Actually, it is difficult to say but not only because the last images, mirroring the first, leave so much hangs in the air. The narrative is unquestionably inconclusive but in fact its climax is not even fully articulated. The camera does capture a stunning face-to-face between a wounded deer and Hana, an encounter that does not come fully as a surprise as a casual conversation between Takumi and his visitors talked about the deer living in the area (and whose habits risk getting disturbed by the glamping camp). But how it ends up is at the last minute ignored, the camera choosing instead to shoot a spat between Takumi and Takahashi: it is an accessory development, though highly symbolic, that gets the center stage while the seemingly more fascinating event is kept away from the audience’s gaze, the ultimate disrupting flourish of a film that has emphatically settled for abrupt cuts, caring little for smooth or logical transitions, and played spellbinding music pointedly cut short even before the visual action ends, an ending that by the way did not always was tantamount to a truly dramatic development (the very idea of the film was born out of a collaboration on another project between Hamaguchi and composer Ishibashi Eiko, who has created here a magnificently evocative and eerie soundtrack). The narration gets a disorienting and surreal quality, as if the narrative it handles required a real alteration of the more ordinary cinematic parameters.

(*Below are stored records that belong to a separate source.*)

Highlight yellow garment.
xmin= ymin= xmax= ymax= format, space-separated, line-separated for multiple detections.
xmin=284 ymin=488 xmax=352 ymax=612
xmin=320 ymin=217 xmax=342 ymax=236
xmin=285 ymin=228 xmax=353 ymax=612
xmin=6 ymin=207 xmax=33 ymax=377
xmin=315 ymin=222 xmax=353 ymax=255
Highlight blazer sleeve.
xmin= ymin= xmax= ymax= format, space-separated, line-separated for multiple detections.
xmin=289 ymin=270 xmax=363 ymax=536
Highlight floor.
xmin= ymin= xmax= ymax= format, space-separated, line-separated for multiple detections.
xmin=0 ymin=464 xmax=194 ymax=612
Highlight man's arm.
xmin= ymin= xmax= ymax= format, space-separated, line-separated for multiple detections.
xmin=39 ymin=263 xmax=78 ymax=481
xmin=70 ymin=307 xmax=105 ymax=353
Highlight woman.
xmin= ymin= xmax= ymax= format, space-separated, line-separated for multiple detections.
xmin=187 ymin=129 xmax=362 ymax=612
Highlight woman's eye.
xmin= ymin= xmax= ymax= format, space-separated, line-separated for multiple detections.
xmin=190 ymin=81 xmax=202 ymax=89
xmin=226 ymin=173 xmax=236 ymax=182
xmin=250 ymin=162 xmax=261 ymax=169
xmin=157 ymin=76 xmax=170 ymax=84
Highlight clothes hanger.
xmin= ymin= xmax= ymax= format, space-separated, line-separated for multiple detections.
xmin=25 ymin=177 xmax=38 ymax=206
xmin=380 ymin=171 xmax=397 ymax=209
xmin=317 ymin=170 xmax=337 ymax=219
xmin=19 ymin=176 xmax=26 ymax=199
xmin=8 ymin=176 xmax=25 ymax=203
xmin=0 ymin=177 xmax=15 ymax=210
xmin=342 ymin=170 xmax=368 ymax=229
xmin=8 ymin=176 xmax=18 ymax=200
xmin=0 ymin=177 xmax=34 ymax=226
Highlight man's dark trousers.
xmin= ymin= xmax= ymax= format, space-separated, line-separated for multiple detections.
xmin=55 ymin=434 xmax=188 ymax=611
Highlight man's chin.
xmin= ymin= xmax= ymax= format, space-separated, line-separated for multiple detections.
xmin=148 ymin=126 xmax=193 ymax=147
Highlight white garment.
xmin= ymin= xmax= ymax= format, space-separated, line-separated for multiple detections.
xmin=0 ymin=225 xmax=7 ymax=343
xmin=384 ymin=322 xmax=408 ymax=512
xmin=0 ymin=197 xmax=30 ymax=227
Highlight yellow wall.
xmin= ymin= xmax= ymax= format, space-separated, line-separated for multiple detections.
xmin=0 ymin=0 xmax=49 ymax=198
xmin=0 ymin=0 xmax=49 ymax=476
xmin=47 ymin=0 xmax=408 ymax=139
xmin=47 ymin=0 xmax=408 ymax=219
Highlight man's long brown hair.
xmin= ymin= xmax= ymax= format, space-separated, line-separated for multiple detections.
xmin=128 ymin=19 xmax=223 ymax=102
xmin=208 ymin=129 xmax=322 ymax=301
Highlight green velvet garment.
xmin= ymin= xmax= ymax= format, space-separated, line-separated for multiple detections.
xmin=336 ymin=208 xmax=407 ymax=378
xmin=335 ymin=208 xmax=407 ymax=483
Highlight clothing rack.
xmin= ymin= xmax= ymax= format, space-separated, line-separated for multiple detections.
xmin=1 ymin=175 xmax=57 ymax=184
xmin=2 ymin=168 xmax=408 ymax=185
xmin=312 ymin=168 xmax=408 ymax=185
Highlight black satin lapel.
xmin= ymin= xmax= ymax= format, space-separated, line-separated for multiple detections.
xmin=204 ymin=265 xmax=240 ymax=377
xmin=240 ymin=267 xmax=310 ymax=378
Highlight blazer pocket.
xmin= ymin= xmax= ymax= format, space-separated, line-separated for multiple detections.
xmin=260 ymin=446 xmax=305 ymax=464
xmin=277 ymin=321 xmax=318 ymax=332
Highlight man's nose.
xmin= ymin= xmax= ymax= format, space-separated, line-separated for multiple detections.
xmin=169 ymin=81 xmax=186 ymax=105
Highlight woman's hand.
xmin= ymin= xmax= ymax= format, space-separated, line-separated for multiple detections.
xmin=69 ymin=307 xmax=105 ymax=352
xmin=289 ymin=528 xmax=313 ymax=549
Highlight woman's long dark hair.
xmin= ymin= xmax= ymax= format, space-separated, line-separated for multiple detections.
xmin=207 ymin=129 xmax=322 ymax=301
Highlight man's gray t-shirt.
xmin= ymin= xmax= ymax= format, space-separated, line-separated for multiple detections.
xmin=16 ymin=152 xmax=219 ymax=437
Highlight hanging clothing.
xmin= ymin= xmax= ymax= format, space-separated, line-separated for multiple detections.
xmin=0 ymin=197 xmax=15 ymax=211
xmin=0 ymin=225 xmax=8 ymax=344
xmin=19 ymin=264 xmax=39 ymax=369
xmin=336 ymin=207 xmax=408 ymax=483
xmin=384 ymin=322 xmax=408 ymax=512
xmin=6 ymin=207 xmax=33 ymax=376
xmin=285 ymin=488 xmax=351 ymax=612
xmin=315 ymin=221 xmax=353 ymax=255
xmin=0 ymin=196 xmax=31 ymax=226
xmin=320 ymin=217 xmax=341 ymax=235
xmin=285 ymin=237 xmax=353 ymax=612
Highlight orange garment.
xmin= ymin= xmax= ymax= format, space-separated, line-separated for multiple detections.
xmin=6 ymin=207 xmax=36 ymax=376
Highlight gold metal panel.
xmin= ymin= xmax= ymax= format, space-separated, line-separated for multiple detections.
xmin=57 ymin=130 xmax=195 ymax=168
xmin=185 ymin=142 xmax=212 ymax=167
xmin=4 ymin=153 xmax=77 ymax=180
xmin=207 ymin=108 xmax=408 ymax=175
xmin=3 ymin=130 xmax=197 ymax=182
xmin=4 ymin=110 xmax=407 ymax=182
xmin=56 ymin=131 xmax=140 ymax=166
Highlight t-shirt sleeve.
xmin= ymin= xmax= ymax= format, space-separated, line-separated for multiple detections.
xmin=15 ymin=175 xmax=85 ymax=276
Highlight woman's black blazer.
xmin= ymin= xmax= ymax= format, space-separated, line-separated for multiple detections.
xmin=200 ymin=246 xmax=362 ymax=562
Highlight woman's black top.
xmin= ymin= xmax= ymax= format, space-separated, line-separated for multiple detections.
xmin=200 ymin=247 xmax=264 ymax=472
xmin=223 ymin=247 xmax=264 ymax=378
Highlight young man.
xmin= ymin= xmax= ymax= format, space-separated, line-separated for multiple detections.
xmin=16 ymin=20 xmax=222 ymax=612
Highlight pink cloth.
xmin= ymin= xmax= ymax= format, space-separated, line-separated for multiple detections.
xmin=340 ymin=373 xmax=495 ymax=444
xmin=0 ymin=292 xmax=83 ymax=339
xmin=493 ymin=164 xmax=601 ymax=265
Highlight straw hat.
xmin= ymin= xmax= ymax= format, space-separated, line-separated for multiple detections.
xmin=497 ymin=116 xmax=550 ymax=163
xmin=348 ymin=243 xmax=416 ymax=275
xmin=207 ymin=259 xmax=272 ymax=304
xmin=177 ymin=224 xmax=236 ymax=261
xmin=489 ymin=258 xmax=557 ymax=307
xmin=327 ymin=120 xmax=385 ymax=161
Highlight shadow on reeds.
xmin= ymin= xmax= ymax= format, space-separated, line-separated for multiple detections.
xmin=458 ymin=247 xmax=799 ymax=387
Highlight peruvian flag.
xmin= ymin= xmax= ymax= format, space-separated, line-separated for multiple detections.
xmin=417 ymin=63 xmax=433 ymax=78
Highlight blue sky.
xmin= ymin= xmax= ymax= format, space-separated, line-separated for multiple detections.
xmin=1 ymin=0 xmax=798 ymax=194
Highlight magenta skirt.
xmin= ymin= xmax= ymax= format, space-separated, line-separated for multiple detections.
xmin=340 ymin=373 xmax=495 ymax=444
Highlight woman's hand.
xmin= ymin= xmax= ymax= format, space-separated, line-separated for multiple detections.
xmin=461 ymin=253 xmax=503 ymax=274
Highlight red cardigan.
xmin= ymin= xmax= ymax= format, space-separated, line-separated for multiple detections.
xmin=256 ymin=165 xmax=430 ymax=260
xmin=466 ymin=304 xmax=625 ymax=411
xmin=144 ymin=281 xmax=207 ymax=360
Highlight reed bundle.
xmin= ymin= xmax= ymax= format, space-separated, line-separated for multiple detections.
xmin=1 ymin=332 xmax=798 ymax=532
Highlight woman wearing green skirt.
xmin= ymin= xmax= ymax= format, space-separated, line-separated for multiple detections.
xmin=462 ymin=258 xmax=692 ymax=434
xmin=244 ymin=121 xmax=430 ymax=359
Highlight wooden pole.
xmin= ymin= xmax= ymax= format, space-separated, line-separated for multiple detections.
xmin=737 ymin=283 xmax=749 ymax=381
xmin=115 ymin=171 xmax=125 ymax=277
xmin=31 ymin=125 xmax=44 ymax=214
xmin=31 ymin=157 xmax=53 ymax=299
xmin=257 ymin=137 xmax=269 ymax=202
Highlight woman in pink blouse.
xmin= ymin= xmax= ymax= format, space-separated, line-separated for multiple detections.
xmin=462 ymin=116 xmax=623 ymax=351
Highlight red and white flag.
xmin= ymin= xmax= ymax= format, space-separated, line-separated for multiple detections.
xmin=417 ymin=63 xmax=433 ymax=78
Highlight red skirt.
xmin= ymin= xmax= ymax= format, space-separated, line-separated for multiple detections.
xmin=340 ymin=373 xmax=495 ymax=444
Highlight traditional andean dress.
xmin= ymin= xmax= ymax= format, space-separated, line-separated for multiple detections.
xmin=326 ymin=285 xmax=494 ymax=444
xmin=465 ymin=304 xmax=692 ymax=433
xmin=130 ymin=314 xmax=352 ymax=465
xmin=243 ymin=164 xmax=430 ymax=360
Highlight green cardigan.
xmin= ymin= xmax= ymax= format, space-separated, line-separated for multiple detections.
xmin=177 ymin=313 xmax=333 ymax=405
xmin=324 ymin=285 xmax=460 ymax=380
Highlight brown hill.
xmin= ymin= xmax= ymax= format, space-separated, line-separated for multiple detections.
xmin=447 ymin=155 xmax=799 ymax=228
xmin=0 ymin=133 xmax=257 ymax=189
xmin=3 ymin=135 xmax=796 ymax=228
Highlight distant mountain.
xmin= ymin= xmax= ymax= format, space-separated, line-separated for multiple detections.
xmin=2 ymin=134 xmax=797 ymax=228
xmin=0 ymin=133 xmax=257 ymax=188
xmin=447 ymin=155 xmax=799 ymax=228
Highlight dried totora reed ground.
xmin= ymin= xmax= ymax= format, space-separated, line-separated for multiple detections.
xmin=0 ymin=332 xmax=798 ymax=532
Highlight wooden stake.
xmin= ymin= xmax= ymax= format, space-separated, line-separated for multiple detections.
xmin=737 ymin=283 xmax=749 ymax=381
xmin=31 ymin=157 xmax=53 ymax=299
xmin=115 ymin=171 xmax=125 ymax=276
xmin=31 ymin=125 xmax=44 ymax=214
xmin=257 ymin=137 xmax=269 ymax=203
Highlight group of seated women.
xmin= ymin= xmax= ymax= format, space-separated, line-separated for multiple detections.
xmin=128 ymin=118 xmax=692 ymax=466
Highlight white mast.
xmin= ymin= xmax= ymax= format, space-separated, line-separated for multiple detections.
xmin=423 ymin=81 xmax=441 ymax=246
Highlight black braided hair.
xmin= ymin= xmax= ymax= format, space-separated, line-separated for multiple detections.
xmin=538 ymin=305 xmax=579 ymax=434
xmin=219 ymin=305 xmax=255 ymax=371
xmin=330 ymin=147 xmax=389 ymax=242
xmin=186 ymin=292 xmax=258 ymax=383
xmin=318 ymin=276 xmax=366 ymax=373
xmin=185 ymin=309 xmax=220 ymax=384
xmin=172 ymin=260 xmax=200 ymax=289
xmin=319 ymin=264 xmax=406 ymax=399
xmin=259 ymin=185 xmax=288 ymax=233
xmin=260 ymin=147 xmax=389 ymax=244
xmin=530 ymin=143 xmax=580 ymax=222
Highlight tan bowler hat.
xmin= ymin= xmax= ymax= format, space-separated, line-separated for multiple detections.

The conflict about the glamping camp and the insistence of the harmony father and daughter experience in their lives and above all in the forest make it obvious to view “Aku wa sonzai shinai – Evil Does Not Exist” as an ecological fable highly critical of the current capitalism. City wealth, the city life it forces upon folks, and city-dwellers’ prejudices are slammed, more with a nicely wry touch rather than with a scathing satire, while the confrontation inside the gorgeous landscape highlights the genuine modesty and wisdom of the villagers and above all of the quiet and dignified Takumi. But Takumi’s daughter, through her self-sufficient demeanor and her keen and warm embrace of the wild, even if it means running real risks, stands as more enigmatic presence, an innocence that is dearly bonded to her father and yet more connected to another dimension of life than even a Takumi who has a deep, intimate, knowledge of the forest.
In the land worshiping the nature spirits known as kami and where folk tales and literature traded many tales about ghosts and monsters, Hana is an ideal character to go through a radical and tragic experience even as she is bearing witness to a beauty of the world that should be carefully left unsullied. The villagers were worried that their precious river could be tainted by the waste of the camp, hence their vocal opposition; Takahashi thought that Hana is threatened and takes too bold a step, hence his fistfight with Takumi who fears any meddling; either way, it is plain those from the distant city had to keep their hands off a wild they cannot understand but that folks more attuned to what the forest holds and means can handle with the respect, the awe, it inspires, even if it is terribly dangerous. Meanwhile, even as they are prompted to demonstrate empathy and to view the world so poetically shot Hamaguchi with fresh eyes, the audience is left unable to grab the full extent of the depicted world and compelled to imagine its deeper, darker dimension. Cinema can bring you far into the beauty of the world and the dignity of men but then goes only that far, delivering an unparalleled vision that still cannot embrace everything.